Y tal vez por eso resulta tan interesante este momento. Porque Brasil y Neymar llegan pareciéndose demasiado. Ambos cargan una historia gigantesca conservan una calidad indiscutible, pero también conviven con una fragilidad que antes no tenían. La emoción que hoy los define ya no es la certeza, sino la expectativa.
Brasil continúa siendo Brasil incluso cuando deja de parecerlo del todo. Con Neymar ocurre algo parecido. El hecho de que Ancelotti lo haya convocado sin estar en plenitud física explica el vínculo emocional que todavía existe alrededor de su figura. Cuándo y cuánto podrá jugar es una incógnita, pero Brasil parece necesitarlo desde esa incertidumbre, como si su presencia permitiera sostener la ilusión de recuperar lo perdido.
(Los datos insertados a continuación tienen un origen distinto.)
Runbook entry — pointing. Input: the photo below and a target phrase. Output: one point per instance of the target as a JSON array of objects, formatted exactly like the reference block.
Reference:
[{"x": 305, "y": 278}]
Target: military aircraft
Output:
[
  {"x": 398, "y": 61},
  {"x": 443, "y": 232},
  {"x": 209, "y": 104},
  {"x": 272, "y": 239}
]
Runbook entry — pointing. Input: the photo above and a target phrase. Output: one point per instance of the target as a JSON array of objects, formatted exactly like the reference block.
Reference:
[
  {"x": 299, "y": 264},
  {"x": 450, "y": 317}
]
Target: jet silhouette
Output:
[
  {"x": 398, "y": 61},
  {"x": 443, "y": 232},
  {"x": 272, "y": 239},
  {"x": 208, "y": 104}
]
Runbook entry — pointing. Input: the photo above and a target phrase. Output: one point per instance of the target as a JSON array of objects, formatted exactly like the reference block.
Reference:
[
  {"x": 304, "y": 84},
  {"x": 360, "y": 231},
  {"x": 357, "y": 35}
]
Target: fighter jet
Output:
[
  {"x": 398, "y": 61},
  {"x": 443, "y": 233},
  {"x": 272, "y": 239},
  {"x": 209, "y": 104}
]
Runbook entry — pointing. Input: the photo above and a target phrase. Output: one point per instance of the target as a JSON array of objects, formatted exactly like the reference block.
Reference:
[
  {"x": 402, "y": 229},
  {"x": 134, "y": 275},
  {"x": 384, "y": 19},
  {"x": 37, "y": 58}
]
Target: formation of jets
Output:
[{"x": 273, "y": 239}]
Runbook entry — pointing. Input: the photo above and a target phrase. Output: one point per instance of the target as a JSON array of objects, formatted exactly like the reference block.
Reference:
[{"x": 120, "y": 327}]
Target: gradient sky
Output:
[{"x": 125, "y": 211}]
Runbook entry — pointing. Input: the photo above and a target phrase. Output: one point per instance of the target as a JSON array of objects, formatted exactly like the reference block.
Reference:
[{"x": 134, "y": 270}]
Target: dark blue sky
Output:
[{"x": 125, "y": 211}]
Al frente estará Marruecos, que representa el nuevo rostro del fútbol: moderno, físico, disciplinado y cada vez menos impresionable por las viejas jerarquías.
Pero si bien el fútbol cambió, lo que la gente busca en él no cambia del todo. Los mundiales siguen necesitando héroes. Tal vez porque el fútbol, incluso en su evolución más táctica y calculada, sigue dependiendo de algo profundamente humano: la necesidad de creer que alguien puede cambiarlo todo en el instante exacto.
Brasil espera que ese alguien todavía sea Neymar. Y algunos esperan que ese equipo siga siendo Brasil.